Honeywell CEO To Obama: Medicare Will ‘Crush The System’
WASHINGTON (CBS DC) — President Obama sought the advice of Honeywell International’s CEO on reaching a budget plan – and Dave Cote had harsh words for the present state of the U.S. economy.
In a Tuesday interview with CBS Evening News, Cote – who worked on the Simpson-Bowles budget plan – stressed that the country’s debt is staggering and nearly unprecedented.
“Our debt is higher as a percent of GDP today than it has been at any time in our history since the Revolutionary War, with the exception of the end of World War II, when we had a very good reason to be doing that,” Cote told interviewer Scott Pelley. “So we’ve got to do something.”
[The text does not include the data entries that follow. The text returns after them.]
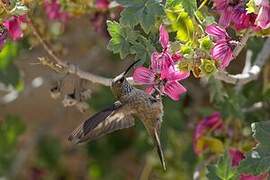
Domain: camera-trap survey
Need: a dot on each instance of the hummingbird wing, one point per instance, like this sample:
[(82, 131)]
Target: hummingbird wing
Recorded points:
[(104, 122)]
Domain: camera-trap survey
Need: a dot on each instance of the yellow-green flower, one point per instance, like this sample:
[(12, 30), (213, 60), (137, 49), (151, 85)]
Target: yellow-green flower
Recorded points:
[(208, 67), (185, 65)]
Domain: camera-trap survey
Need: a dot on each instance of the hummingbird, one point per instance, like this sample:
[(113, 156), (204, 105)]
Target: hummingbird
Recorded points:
[(131, 102)]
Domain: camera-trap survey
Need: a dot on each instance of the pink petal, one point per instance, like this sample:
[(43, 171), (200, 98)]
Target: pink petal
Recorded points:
[(174, 90), (143, 75), (225, 17), (14, 28), (220, 4), (102, 4), (177, 57), (163, 37), (222, 52), (171, 74), (263, 18), (264, 176), (236, 156), (216, 32), (150, 90), (54, 12), (160, 61)]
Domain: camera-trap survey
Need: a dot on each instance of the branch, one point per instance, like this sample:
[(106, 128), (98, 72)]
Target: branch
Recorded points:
[(70, 68), (253, 72)]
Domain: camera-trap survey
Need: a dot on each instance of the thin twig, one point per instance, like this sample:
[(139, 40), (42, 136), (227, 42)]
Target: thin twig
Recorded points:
[(70, 68)]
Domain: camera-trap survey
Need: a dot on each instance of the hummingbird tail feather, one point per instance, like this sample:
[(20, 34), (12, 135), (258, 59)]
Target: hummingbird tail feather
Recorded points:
[(102, 123), (159, 150)]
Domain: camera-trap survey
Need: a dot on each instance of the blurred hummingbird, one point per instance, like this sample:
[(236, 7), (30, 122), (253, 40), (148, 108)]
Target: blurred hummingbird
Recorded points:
[(132, 102)]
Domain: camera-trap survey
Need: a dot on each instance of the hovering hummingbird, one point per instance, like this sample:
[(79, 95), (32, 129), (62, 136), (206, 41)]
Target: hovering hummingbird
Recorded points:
[(132, 102)]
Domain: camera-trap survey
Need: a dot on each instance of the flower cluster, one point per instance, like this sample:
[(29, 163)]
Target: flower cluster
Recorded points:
[(222, 49), (162, 75), (234, 12), (11, 28), (54, 11), (263, 19)]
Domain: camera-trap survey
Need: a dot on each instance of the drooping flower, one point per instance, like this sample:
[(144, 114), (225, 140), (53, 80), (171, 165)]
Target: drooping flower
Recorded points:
[(3, 36), (236, 156), (54, 11), (263, 18), (264, 176), (222, 49), (162, 75), (13, 25), (233, 12), (163, 60), (102, 4), (166, 80)]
“Our net debt today, if you include the impact of borrowing from Social Security, is about $11 trillion today, and over the next 10 years grows to about $20 trillion. That means our annual interest bill would be a trillion dollars a year,” said Cote.
“It’s ridiculous,” he stressed.
Dave Cote’s expertise fixing finances is drawn from when he pulled Honeywell out of its own slump. Honeywell is one of America’s largest industrial conglomerates with 130,000 employees. It makes products that range from aircraft parts to household thermostats.
Cote said a deal in Washington has to include big budget cuts and increases in tax revenue. The tax money, he says, could come from reducing deductions.
“We collect $2.2 trillion in taxes, but we give away half of it in credits and deductions,” said Cote.
When asked where to begin the balancing act of cutting the budget while building revenue, Cote provided one politically controversial possibility on the table: Medicare and Medicaid.
“The big nut is going to have to be Medicare/Medicaid, and even though most people don’t want to talk about it…At the end of the day, you can’t avoid the topic, especially with the baby boomer generation retiring. It’s going to literally crush the system.”
Cote concluded in an ominous tone, saying that if Washington doesn’t make a deal by the deadline, the nation will be condemned to two percent growth and eight percent unemployment.